Home briefs

Wednesday, January 9, 2008

GARDEN

To clean heavily encrusted clay pots, scrub them with a steel wool pad after they have soaked overnight in a solution consisting of one gallon of water, and one cup each of white vinegar and household bleach. Some plants are sensitive to the fluorine and chlorine in tap water. Water containers should stand overnight to allow these gases to dissipate before using on plants. Wash the dust off of house plant leaves on a regular basis. This allows the leaves to gather light more efficiently and will result in better growth. Set the pots of humidity-loving house plants on trays filled with pebbles and water. Pots should sit on the pebbles, not in the water. Allow tap water to warm to room temperature before using on houseplants.

-- mobot.org

KITCHEN

Jamie Oliver is offering a lush new view of his pared-down cooking. In his latest television series, which begins airing Jan. 12 on Food Network, Oliver offers quick and easy recipes inspired by produce grown in his garden. Each 30-minute episode focuses on a new ingredient, with Oliver demonstrating uses of it. The premiere features pumpkin and squash, roasted for salad, pureed for soup and baked into cupcakes. It's a simple concept, but Oliver executes it well. And in his trademark style, he spends just enough time with each dish to get you hungry, without lingering over unnecessary details or boring with idle stove chatter. The show is shot in various locations throughout Oliver's gorgeous country home in Essex, England. It is rustic, beautiful and homey. It makes you want to eat whatever is made there.

-- AP

HOME

Q: I want to cover my crawlspace with a plastic moisture barrier, but I can only buy the 6 mil. I have tried to buy the new 20 mil kind but the companies won't sell it to me. What do I do?

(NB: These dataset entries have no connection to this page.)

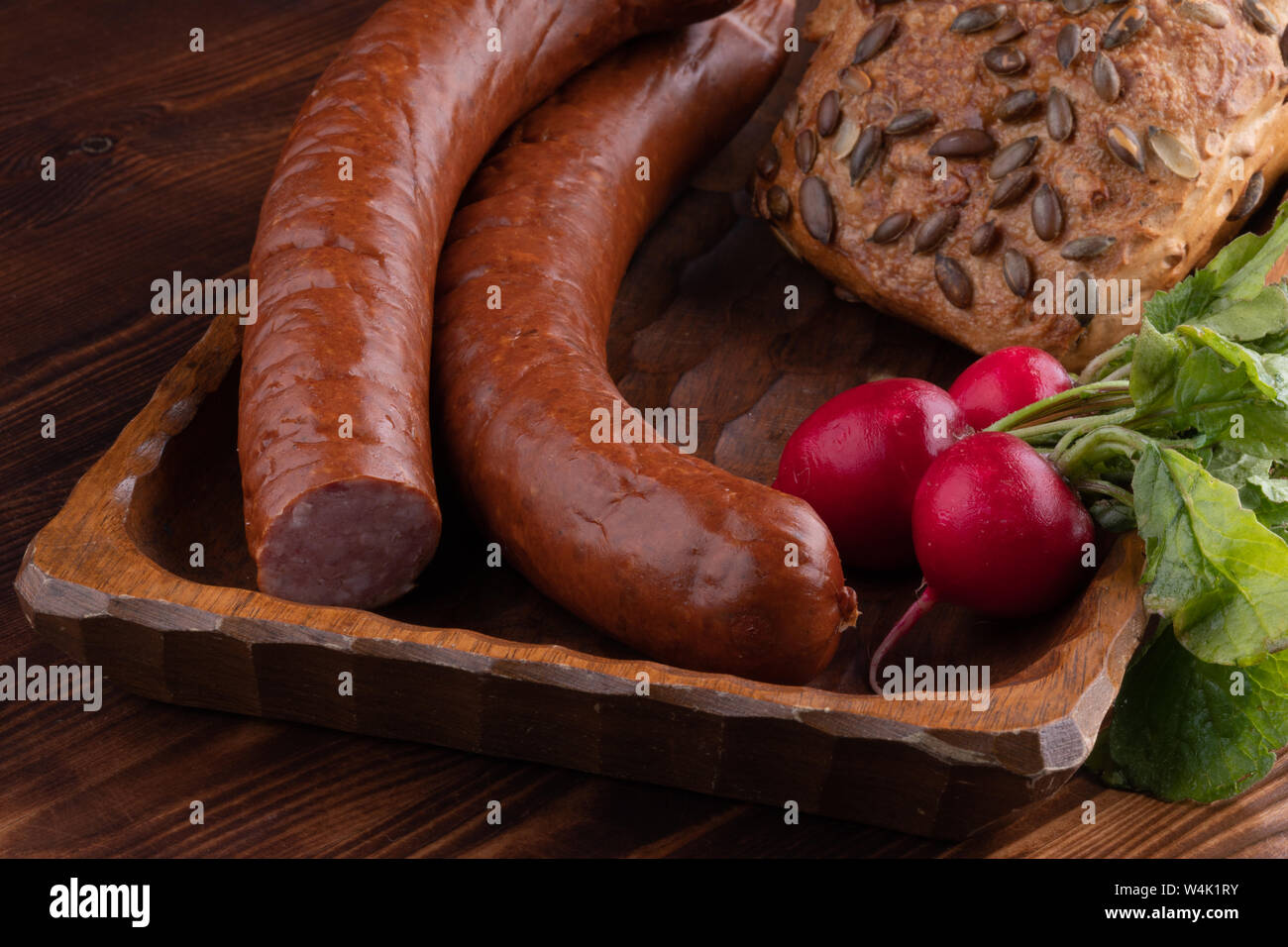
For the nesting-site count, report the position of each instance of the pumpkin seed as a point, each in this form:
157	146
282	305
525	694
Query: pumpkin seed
892	228
767	162
983	239
816	210
828	112
964	144
1104	78
1125	146
1018	153
953	281
1009	31
1087	248
778	202
864	154
1260	17
1206	13
1047	214
1013	187
1250	197
1018	273
1128	22
875	38
854	78
806	150
978	18
1059	115
1090	295
934	228
1175	155
1018	106
1005	60
1068	44
909	123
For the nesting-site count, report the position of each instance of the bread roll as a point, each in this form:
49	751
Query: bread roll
1115	141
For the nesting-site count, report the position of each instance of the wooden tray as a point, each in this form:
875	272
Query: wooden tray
476	659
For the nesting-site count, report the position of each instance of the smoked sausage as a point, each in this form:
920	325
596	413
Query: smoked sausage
334	419
687	564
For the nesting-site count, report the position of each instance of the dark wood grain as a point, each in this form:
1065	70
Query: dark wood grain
77	343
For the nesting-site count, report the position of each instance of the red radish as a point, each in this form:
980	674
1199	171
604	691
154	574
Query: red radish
858	459
996	530
1008	380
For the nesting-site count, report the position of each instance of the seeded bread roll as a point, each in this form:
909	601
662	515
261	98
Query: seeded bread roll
1120	141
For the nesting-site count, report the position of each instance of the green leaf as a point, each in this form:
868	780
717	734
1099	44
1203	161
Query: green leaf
1155	363
1234	274
1247	320
1210	565
1180	733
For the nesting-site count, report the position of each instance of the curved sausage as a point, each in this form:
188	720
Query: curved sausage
334	415
682	561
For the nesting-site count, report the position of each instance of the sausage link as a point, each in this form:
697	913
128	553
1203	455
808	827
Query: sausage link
675	557
334	416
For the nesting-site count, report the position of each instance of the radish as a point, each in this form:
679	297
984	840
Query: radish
858	459
996	530
1008	380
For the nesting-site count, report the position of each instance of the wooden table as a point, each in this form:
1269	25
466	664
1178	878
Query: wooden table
162	158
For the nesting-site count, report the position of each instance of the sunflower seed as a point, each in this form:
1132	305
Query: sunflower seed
1018	273
1018	106
953	281
806	150
864	154
816	211
1211	14
978	18
1086	248
1177	157
1013	187
1126	25
1250	197
1018	153
1068	43
854	78
1047	215
983	239
1104	78
767	162
909	123
844	142
892	228
828	115
1260	17
778	202
1009	31
934	228
1059	115
1005	60
875	38
1125	146
964	144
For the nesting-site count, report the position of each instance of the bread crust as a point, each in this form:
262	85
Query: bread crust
1219	91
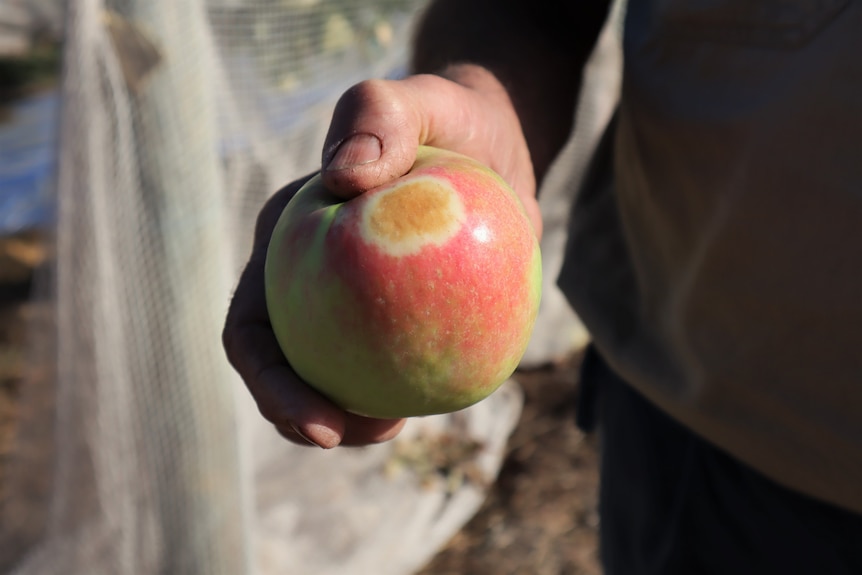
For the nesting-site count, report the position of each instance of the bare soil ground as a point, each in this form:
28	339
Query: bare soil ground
540	517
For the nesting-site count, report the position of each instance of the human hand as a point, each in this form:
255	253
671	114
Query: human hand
375	131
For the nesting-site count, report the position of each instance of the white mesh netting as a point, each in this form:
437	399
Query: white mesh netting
137	449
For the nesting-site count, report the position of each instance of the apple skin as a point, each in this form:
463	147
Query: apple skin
414	298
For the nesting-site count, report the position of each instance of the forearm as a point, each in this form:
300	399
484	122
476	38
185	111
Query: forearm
537	50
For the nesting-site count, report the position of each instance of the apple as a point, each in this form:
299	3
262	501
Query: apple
417	297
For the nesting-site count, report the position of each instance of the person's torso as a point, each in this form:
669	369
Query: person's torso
721	270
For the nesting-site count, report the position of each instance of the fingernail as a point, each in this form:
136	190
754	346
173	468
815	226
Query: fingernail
355	151
327	438
299	432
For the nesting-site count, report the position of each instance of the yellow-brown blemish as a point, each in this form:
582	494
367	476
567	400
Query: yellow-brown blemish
415	209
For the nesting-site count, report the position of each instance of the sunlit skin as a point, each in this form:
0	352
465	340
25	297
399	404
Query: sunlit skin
415	298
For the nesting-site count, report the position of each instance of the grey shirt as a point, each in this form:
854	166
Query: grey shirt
716	253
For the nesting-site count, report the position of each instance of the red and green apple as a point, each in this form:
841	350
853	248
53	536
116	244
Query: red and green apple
417	297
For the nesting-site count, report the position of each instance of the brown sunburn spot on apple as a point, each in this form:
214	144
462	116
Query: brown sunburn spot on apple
403	219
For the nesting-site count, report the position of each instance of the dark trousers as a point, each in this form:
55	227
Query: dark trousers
673	504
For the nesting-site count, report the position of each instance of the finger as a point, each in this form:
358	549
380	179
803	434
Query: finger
378	124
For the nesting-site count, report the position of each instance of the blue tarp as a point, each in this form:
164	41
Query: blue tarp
28	161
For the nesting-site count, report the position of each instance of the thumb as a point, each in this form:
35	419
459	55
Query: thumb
372	139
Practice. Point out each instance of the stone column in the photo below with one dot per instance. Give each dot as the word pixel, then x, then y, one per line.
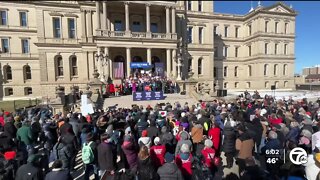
pixel 149 55
pixel 168 62
pixel 167 19
pixel 174 62
pixel 128 55
pixel 98 14
pixel 173 19
pixel 104 19
pixel 148 18
pixel 83 26
pixel 89 19
pixel 126 5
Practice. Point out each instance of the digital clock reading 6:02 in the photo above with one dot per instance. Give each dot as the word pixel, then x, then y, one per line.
pixel 273 156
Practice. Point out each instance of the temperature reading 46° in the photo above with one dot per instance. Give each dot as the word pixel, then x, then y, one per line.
pixel 272 160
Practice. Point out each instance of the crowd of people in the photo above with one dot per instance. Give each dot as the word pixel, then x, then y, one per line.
pixel 166 142
pixel 142 82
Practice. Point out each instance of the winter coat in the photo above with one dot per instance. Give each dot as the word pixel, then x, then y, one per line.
pixel 131 154
pixel 61 174
pixel 229 140
pixel 106 156
pixel 157 154
pixel 29 172
pixel 184 139
pixel 170 171
pixel 215 136
pixel 245 145
pixel 147 170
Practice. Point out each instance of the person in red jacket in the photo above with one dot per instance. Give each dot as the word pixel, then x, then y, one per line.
pixel 184 161
pixel 208 154
pixel 215 135
pixel 157 152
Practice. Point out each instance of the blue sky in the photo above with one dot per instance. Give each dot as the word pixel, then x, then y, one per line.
pixel 307 45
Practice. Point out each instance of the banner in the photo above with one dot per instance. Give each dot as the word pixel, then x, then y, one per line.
pixel 143 65
pixel 148 95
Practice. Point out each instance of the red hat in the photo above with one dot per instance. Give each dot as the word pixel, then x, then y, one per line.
pixel 144 133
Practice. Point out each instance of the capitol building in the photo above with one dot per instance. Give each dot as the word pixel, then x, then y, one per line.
pixel 49 43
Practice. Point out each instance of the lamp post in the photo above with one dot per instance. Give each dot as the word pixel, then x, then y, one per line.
pixel 104 62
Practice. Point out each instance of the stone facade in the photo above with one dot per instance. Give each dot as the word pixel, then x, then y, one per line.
pixel 62 42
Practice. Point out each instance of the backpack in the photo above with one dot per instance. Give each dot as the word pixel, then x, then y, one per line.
pixel 87 153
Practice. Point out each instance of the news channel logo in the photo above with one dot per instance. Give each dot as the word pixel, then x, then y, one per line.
pixel 298 156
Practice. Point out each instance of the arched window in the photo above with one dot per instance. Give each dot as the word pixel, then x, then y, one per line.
pixel 275 69
pixel 59 66
pixel 249 70
pixel 118 67
pixel 225 71
pixel 7 72
pixel 236 71
pixel 27 72
pixel 200 66
pixel 27 91
pixel 73 66
pixel 265 70
pixel 285 68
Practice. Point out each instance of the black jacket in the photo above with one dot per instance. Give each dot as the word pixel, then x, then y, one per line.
pixel 170 171
pixel 29 172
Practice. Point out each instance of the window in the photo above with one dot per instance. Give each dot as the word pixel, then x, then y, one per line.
pixel 25 46
pixel 189 34
pixel 74 66
pixel 237 32
pixel 275 69
pixel 236 71
pixel 249 70
pixel 266 48
pixel 56 28
pixel 8 91
pixel 225 85
pixel 27 91
pixel 27 72
pixel 7 72
pixel 266 26
pixel 154 27
pixel 215 51
pixel 23 18
pixel 236 51
pixel 5 45
pixel 225 51
pixel 136 26
pixel 199 5
pixel 59 66
pixel 285 67
pixel 118 25
pixel 226 31
pixel 225 71
pixel 265 70
pixel 200 34
pixel 200 66
pixel 3 18
pixel 248 85
pixel 285 49
pixel 215 30
pixel 189 5
pixel 72 28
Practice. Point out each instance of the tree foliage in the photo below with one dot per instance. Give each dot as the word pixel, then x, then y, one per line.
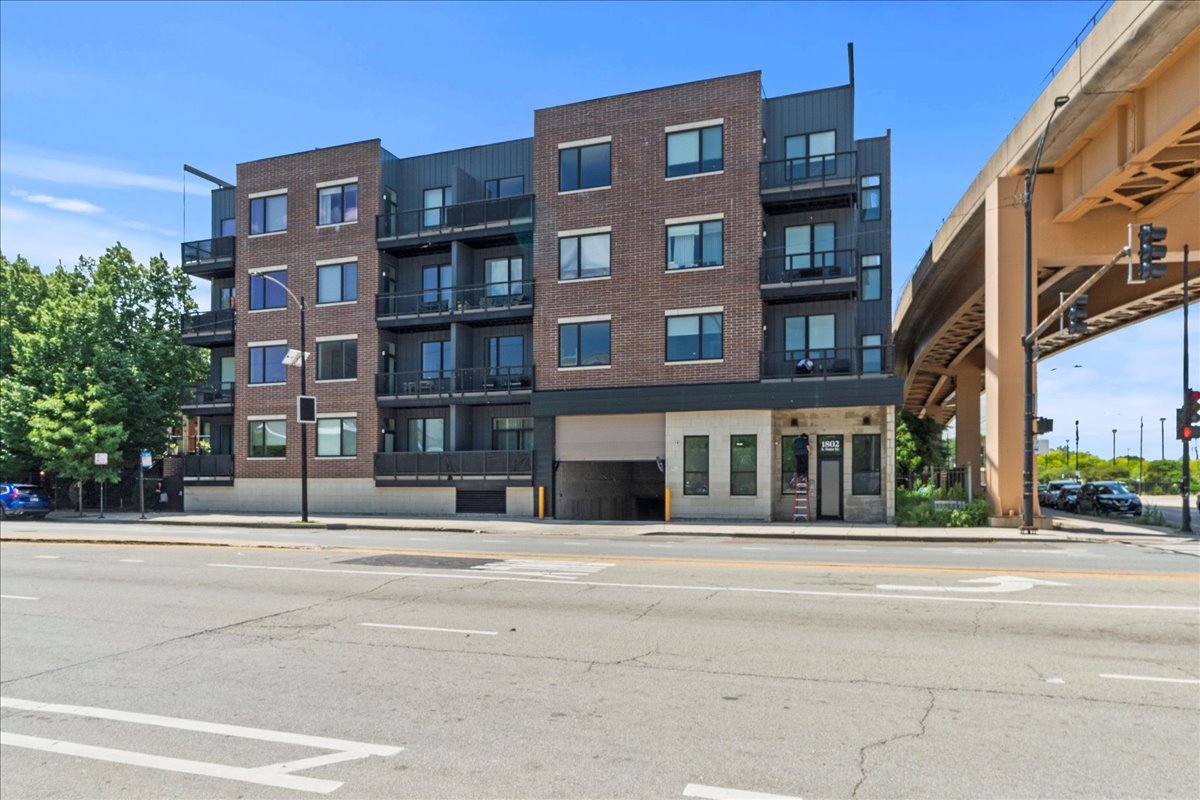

A: Companies that sell the 20 mil (20 thousandths of an inch in thickness) plastic vapor barrier material do their own installations. If your moisture problem in your subarea crawl space is normal damp soil and random water puddling -- even if it is year-round -- you would do just as well to install 6 mil material. It may not last as long if you find yourself repeatedly crawling in the subarea, but it will hold back the moisture every bit as effectively as 65 mil. By covering the ground in your crawl space with a sheet of plastic you contain damaging evaporation, thus preventing it causing rot to the wood floor immediately above. If you live in a particularly wet area, you should cover the entire subarea all the way up to the foundation; however, if you live in a drier climate, it is wise to hold the plastic about 6 inches away from the foundation so the earth can breathe. The floor of your home does require a small amount of moisture.